What is your life mission? Have you ever contemplated it? More importantly, have you ever asked the Holy Spirit to guide you in completing His plan for you? As we travel along our life journey, it helps to pull over at occasional rest stops and ask ourselves, “Is what I am doing in life my mission? Is there more, or something different I should be focusing on?”

The answer often only comes through prayer and reflection. This is where God may surprise us. For instance, concealed in our daily lives, in the trials, obstacles, and victories we encounter, are little side tasks or challenges that we often think are unimportant; yet they may be more important to God than the things we might care most about, such as our career, or attaining X, Y, or Z.

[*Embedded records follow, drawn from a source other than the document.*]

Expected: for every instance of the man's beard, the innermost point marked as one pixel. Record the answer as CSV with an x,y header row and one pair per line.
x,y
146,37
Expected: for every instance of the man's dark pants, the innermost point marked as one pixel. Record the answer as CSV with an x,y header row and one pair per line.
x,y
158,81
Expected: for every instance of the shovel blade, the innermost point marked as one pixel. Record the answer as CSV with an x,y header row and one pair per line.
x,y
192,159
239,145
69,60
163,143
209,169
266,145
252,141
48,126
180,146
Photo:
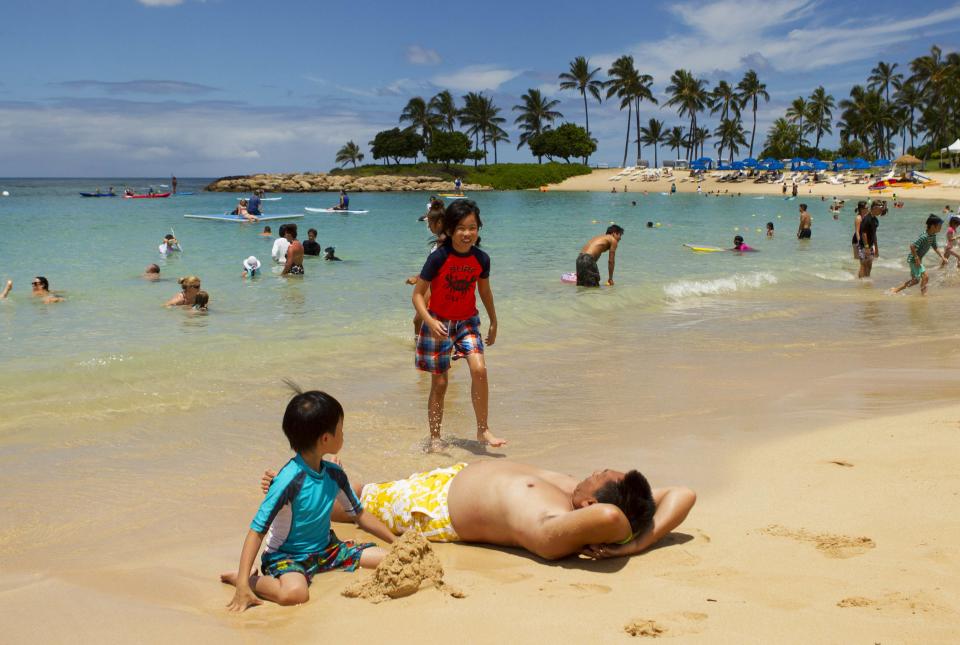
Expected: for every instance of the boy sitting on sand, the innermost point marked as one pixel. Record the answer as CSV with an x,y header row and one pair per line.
x,y
297,511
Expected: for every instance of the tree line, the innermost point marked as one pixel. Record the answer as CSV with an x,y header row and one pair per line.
x,y
879,117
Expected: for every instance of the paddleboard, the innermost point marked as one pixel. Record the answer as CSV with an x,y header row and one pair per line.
x,y
220,217
330,210
703,249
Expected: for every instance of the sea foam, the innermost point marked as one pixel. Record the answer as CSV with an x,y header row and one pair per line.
x,y
717,286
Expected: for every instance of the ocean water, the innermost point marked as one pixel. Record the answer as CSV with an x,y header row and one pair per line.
x,y
129,409
112,350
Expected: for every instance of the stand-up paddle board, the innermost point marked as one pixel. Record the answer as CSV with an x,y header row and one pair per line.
x,y
220,217
330,210
703,249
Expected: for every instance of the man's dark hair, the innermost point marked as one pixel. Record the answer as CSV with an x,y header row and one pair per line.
x,y
632,496
308,416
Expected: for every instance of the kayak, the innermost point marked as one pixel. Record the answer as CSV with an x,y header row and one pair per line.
x,y
330,210
228,217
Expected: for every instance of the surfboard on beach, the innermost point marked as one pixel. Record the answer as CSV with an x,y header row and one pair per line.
x,y
222,217
331,210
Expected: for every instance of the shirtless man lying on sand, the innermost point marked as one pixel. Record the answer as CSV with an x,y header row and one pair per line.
x,y
608,514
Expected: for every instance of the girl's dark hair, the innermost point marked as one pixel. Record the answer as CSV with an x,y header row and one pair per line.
x,y
631,495
457,211
308,416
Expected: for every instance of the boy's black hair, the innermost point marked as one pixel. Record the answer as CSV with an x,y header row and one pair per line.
x,y
632,496
456,211
308,416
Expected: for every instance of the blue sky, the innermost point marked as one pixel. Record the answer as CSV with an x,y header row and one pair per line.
x,y
219,87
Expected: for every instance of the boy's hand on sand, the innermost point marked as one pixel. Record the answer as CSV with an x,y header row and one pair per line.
x,y
491,334
603,551
266,480
437,328
243,599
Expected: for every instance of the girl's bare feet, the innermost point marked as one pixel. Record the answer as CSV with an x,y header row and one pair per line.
x,y
488,438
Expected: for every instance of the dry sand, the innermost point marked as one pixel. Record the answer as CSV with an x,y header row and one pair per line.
x,y
847,534
599,181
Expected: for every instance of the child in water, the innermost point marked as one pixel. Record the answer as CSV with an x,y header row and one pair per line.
x,y
739,245
454,274
926,241
950,248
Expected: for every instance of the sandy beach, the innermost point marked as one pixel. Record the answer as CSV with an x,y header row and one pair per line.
x,y
599,181
845,534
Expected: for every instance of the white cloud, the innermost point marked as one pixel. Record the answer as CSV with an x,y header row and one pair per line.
x,y
476,78
422,56
122,137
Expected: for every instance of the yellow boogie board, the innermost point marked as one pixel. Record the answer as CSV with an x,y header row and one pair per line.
x,y
703,249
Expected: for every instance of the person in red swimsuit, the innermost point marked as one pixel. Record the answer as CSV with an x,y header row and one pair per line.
x,y
453,274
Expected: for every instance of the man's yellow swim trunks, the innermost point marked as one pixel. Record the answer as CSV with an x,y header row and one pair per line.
x,y
418,501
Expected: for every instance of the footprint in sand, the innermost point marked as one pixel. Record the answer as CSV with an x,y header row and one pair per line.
x,y
832,546
673,624
840,462
896,601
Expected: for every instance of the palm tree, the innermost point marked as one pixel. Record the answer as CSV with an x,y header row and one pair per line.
x,y
795,114
731,135
675,139
536,115
882,77
495,135
653,135
751,90
821,114
689,95
418,116
581,78
349,153
445,109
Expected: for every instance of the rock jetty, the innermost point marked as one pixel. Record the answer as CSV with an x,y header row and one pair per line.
x,y
322,182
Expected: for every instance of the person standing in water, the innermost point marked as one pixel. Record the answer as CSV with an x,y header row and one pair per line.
x,y
803,231
588,275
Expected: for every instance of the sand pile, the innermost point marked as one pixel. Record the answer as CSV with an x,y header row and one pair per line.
x,y
409,564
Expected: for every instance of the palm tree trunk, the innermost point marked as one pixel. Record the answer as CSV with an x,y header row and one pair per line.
x,y
626,144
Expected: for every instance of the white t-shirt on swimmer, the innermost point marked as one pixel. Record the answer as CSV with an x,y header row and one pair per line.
x,y
280,247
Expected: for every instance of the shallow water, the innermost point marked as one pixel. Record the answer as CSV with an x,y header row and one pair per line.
x,y
111,387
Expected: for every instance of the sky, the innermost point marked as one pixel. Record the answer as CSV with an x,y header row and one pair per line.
x,y
206,88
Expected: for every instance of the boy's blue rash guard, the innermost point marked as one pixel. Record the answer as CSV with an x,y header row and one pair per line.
x,y
298,505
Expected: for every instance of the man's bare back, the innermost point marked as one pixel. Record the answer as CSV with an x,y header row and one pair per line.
x,y
599,245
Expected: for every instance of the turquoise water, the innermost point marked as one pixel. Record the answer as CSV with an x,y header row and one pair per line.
x,y
112,351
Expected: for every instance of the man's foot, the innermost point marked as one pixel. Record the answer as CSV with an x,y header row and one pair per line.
x,y
488,438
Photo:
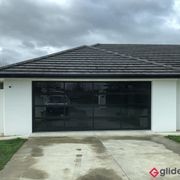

Take an airline ticket agent, for example. She may have the following tasks: making announcements to help people board a plane, reviewing passports, adding frequent flyer miles into the computer, checking people in quickly and accurately, so they don’t miss their flights; and in her heart, she may long for the approval of her supervisor. The Lord undoubtedly wants her to be orderly and diligent in her work, and to learn the skills needed for it, but when she dies, she may learn that these tasks were not the most important part of her mission, that what most mattered to the Lord was the tone of her voice, her smiles, encouragement, humor, and her conveyance of a sense of peace and assurance to travelers and coworkers. Perhaps what mattered most to the Lord was that she prayed for everyone around her. She may find that what she focused on as most important, wasn’t important after all.

When we die, we will all go through a “life review”—our own personal judgment. We will see our lives like a movie, but this time, in the light of Truth. Wouldn’t it be a surprise, if during our review, we were shown that our jobs were just a means to a spiritual end.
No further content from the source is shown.